Ein großer Schlagabtausch wird beim Rennen über 74 Kilometer erwartet. Gleich drei Worldcupteams meldeten zur Erstauflage dieser Premiere: Das Kölner Zepto Skate-Team, welches bereits vier Fahrer über 35 Kilometer ins Rennen schickt, wird nahezu mit Bestbesetzung am 1. Mai über die lange Distanz an den Start gehen. Dabei werden dem Doppelmarathonmeister von 2004, Christian Domscheid, die besten Chancen eingeräumt. Er gilt als überaus sprintstark und hofft, zusammen mit seinen Helfern Rainer Arnold, Simon Brade und Rico Keppeler auf eine Massenankunft. Genau das wird das Subaru-Bont-Team mit dem amtierenden Deutschen Marathonmeister Bernhard Krempl zu verhindern suchen. Es gilt als überaus angriffslustig. Mit Etienne Ramali, dem Bruder des beim 35-Kilometer-Rennen als Favoriten gehandelten Pascal Ramali, Simon Strobel und Toni Deubner werden die Vier alles daran setzen, einer Sprintankunft aus dem Weg zu gehen. Als drittes Worldcupteam meldete das Team Rollerblade Speedodrom Austria. Der österreichische Nationalmannschaftsfahrer Andreas Wutte hofft mit Heinz Zimmermann ebenfalls auf einen Podestplatz. Die etablierte deutsche Konkurrenz wird hier jedoch versuchen, Paroli zu bieten. Das Expert-Race-Team mit dem amtierenden Deutschen Doppelmarathonmeister Oliver Engel gilt auch als mögliches Siegerteam.

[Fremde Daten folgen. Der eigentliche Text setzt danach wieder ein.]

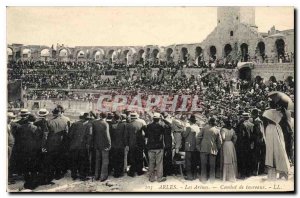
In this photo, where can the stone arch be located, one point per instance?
(280, 48)
(131, 56)
(244, 52)
(64, 53)
(260, 50)
(184, 54)
(110, 55)
(290, 80)
(272, 79)
(155, 54)
(141, 56)
(125, 56)
(45, 54)
(213, 52)
(258, 79)
(10, 53)
(26, 53)
(98, 54)
(245, 73)
(80, 55)
(147, 54)
(227, 50)
(169, 55)
(198, 55)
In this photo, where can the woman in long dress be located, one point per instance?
(228, 153)
(276, 156)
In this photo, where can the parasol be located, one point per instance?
(281, 99)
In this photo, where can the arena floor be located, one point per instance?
(173, 184)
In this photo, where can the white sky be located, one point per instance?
(109, 26)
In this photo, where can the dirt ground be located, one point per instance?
(173, 184)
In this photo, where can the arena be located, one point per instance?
(228, 76)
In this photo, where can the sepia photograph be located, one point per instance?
(150, 99)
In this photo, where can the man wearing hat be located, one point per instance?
(155, 144)
(42, 124)
(31, 137)
(79, 134)
(208, 142)
(118, 143)
(136, 142)
(191, 154)
(167, 122)
(17, 149)
(102, 145)
(11, 129)
(245, 146)
(24, 114)
(58, 128)
(259, 143)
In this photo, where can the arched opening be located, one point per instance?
(110, 56)
(258, 79)
(198, 55)
(125, 55)
(63, 54)
(169, 54)
(155, 55)
(244, 51)
(272, 79)
(45, 54)
(131, 56)
(213, 52)
(80, 55)
(290, 81)
(261, 50)
(141, 56)
(98, 55)
(9, 52)
(280, 49)
(184, 54)
(245, 73)
(227, 49)
(26, 53)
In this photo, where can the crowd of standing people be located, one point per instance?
(102, 144)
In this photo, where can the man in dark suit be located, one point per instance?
(168, 166)
(42, 124)
(191, 153)
(259, 153)
(209, 141)
(136, 142)
(118, 143)
(79, 134)
(30, 140)
(102, 145)
(11, 129)
(245, 146)
(17, 163)
(54, 145)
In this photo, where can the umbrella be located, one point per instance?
(281, 99)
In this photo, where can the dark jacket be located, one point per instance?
(245, 135)
(101, 135)
(155, 136)
(209, 140)
(118, 135)
(57, 130)
(135, 134)
(79, 135)
(43, 126)
(30, 137)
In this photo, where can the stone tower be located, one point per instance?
(232, 16)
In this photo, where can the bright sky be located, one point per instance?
(110, 26)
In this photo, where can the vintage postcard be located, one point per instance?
(150, 99)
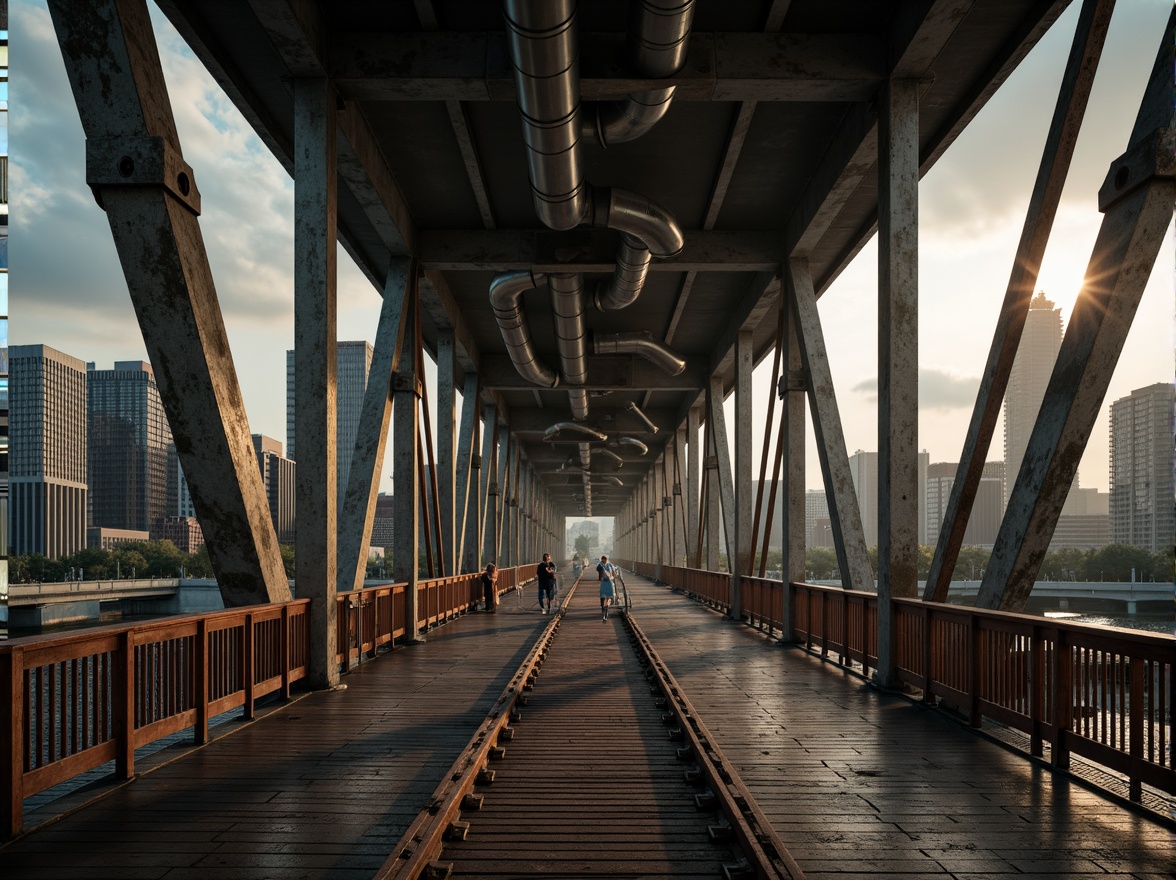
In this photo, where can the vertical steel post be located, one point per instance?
(897, 361)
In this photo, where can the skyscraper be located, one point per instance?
(353, 364)
(1141, 468)
(1030, 374)
(278, 478)
(128, 440)
(47, 459)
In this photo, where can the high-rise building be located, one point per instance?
(987, 510)
(1030, 374)
(47, 459)
(127, 442)
(278, 478)
(863, 467)
(1141, 468)
(353, 362)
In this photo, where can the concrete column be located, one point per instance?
(372, 439)
(897, 360)
(447, 451)
(794, 478)
(314, 366)
(406, 475)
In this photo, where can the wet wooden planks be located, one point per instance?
(321, 788)
(861, 784)
(590, 785)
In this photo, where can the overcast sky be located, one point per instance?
(68, 292)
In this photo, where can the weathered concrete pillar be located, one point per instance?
(447, 450)
(744, 480)
(372, 438)
(794, 478)
(897, 360)
(406, 473)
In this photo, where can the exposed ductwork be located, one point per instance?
(639, 342)
(567, 305)
(657, 40)
(610, 454)
(632, 441)
(636, 411)
(555, 430)
(506, 299)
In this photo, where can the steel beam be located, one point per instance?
(1051, 173)
(372, 438)
(844, 515)
(897, 361)
(1137, 204)
(138, 173)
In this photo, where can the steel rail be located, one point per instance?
(415, 854)
(764, 853)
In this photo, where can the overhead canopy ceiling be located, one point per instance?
(767, 152)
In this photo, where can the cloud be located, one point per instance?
(937, 390)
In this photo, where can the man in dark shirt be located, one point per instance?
(546, 574)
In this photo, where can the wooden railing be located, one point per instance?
(1102, 693)
(74, 702)
(81, 700)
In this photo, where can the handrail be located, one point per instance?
(1103, 693)
(75, 701)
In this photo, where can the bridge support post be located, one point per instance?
(792, 413)
(314, 367)
(897, 361)
(406, 474)
(372, 438)
(135, 167)
(844, 515)
(740, 553)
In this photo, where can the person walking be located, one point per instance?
(546, 577)
(607, 574)
(490, 587)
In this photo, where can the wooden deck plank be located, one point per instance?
(861, 784)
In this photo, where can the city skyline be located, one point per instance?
(971, 215)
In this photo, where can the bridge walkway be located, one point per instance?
(861, 784)
(857, 784)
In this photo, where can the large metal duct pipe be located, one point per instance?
(506, 299)
(632, 441)
(610, 454)
(659, 31)
(555, 430)
(639, 342)
(570, 337)
(636, 411)
(541, 35)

Im Damenrennen wird ein heißer Kampf zwischen der amtierenden Doppelmarathonmeisterin Sabrina Rossow (Experts Race Team) sowie der Deutschen Marathonmeisterin Annette Frik (Zepto Skate-Team) erwartet, die auf eine gute Unterstützung ihres Teams bauen kann.

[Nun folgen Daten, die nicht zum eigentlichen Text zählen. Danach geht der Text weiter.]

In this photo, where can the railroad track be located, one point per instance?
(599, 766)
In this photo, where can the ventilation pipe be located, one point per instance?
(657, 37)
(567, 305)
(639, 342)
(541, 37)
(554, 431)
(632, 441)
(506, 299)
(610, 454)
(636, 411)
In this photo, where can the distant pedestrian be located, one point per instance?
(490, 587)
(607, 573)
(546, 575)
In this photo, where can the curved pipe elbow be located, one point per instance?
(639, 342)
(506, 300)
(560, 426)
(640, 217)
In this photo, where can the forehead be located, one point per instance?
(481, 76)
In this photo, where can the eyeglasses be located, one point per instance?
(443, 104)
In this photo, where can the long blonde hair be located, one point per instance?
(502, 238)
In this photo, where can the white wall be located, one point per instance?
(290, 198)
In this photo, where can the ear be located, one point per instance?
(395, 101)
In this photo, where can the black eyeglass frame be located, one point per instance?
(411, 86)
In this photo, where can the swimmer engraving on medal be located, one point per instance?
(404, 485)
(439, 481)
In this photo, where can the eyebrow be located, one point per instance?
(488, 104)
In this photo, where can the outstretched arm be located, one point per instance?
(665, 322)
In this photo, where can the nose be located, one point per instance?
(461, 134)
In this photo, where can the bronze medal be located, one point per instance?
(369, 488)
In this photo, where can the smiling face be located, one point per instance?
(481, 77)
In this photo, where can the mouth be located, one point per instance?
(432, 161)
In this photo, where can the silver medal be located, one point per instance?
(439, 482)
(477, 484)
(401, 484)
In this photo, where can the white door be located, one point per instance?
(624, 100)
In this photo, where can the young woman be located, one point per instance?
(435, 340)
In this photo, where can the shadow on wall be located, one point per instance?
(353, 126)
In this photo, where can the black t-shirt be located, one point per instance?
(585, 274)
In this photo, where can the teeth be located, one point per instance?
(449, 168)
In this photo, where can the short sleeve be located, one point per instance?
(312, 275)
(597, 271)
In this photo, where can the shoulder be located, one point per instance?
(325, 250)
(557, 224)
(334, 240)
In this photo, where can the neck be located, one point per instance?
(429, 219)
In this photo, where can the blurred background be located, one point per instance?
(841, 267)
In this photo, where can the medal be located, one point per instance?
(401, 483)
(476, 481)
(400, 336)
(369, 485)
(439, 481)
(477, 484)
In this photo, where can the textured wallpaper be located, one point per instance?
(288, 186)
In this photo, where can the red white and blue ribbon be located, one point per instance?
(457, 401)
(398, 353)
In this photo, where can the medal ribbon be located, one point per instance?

Zur 1. Rhein-Main Skate-Challenge werden neben Spitzenfahrern auch zwischen 500 und 1000 Fitness- und Freizeitfahrer erwartet, die sich auf eine landschaftlich höchst attraktive und abwechslungsreiche „Sightseeing-Strecke“ freuen dürfen. Meldungen sind noch bis Sonntag, 29. April 2007, unter www.skate-challenge.de/anmeldung.html oder am 30. April im MTZ möglich.

Die Attraktion für die Teilnehmer der 1. Rhein-Main Skate-Challenge: Sie fahren wie die „Jedermänner und –frauen“ auf der Strecke der Weltklasse-Radprofis. „Endlich haben wir einen Kurs gefunden, der nicht wie sonst abseits liegt und auf dem die Skater richtig angefeuert werden“, sagt Dirk May, Organisator des Tuesday Night Skating in Frankfurt, den Veranstalter Bernd Moos-Achenbach zu seiner Unterstützung gewonnen hat. „Eine Schleife durch das wunderschöne Rhein-Main-Gebiet zu fahren, hat für viele Skater einen außergewöhnlichen Reiz.“

Zwei Distanzen stehen den Fahrern der 1. Rhein-Main Skate-Challenge zur Auswahl. Start und Ziel befinden sich wie bei der VeloTour im Main-Taunus-Zentrum. Die hügelige Strecke über 74 Kilometer ist das längste Skate-Rennen in Deutschland, das nicht auf einem Mehrfachrundkurs gelaufen wird. Sie führt durch die schönen Landschaften des Vordertaunus, historische Ortschaften wie Hattersheim, Bad Soden und Hofheim, quer durch die Frankfurter Innenstadt bis zur Darmstädter Landstraße und von dort wieder zurück nach Sulzbach. Weniger konditionsstarken Skatern wird die ebenfalls anspruchsvolle 35 km-Runde angeboten. Auf dieser Strecke rollen die Fahrer über Unterliederbach bis Hofheim durch verschiedene Städtchen direkt zurück ins Main-Taunus-Zentrum, ohne den Umweg durch die Frankfurter City zu nehmen.